Accademia di Santa Cecilia, takings increased by 42% in 2023
The trend of audience and revenue recovery after Covid continues in 2024, with encouraging results. Young spectators are also on the rise
4' min read
Key points
4' min read
After a 2023 that closed with a 27% increase in ticket sales and even a 42% increase in takings - even with the same prices - 2024 has so far recorded encouraging numbers in terms of audience and revenue. "There is a positive trend that is also confirmed this year, and this is certainly positive," notes the president and superintendent of the Accademia Santa Cecilia in Rome, Michele dall'Ongaro, at the helm of the capital's opera foundation since February 2015 and soon to leave his post, in February 2025, to coincide with the expiry of the current board of directors.
The strength of a long history behind it
."We are leaving an institution with over 500 years of history and a superb past that spans the vicissitudes of our country," says the president. From the papal bull of Sixtus V that gave life to the Accademia in 1585, to the great musicians who have worked here, from Corelli to Puccini, from Respighi to Vivaldi, from Scarlatti to Donizzetti... all the great masters have had something to do with the Accademia'.

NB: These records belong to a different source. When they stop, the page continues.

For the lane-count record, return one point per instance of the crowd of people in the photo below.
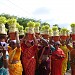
(39, 56)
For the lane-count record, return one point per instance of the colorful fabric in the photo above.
(28, 59)
(64, 63)
(4, 71)
(56, 62)
(16, 68)
(44, 67)
(72, 55)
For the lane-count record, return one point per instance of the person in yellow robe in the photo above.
(64, 63)
(15, 66)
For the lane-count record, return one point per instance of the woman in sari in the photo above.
(3, 55)
(72, 58)
(64, 63)
(15, 66)
(56, 60)
(29, 51)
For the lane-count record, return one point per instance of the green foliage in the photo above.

A history that, whoever is at the helm of this institution, has always wanted to continue, while innovating, without breaking with the past, but in the furrow of continuity. "We have made a lot of changes in these five years in office, especially after Covid," adds the president, "but they are in the groove of this prestigious tradition.
Quality and proposal, despite the crisis
Obviously Santa Cecilia, like all opera foundations, has had to come to terms over the last 15-20 years not only with the pandemic, but more generally with the crisis that has progressively reduced public and private funding for culture. "Yet we have managed, without making cuts and above all without lowering the artistic quality of the proposal, to deal with the difficulties that the world of economics has gone through," explains dall'Ongaro, outlining a balance of his mandate. "The cost of producing, for example, a string quartet is the same as it was in Haydn's time, but today we have a hall with 2,800 seats, with two replicas per concert, so we have to bring almost 6,000 people for each title on the bill.
Not an easy challenge: 'When we talk about hall fill rates we have to consider that we have one of the largest auditoriums in Europe,' adds the president, 'in a country that has no symphonic tradition.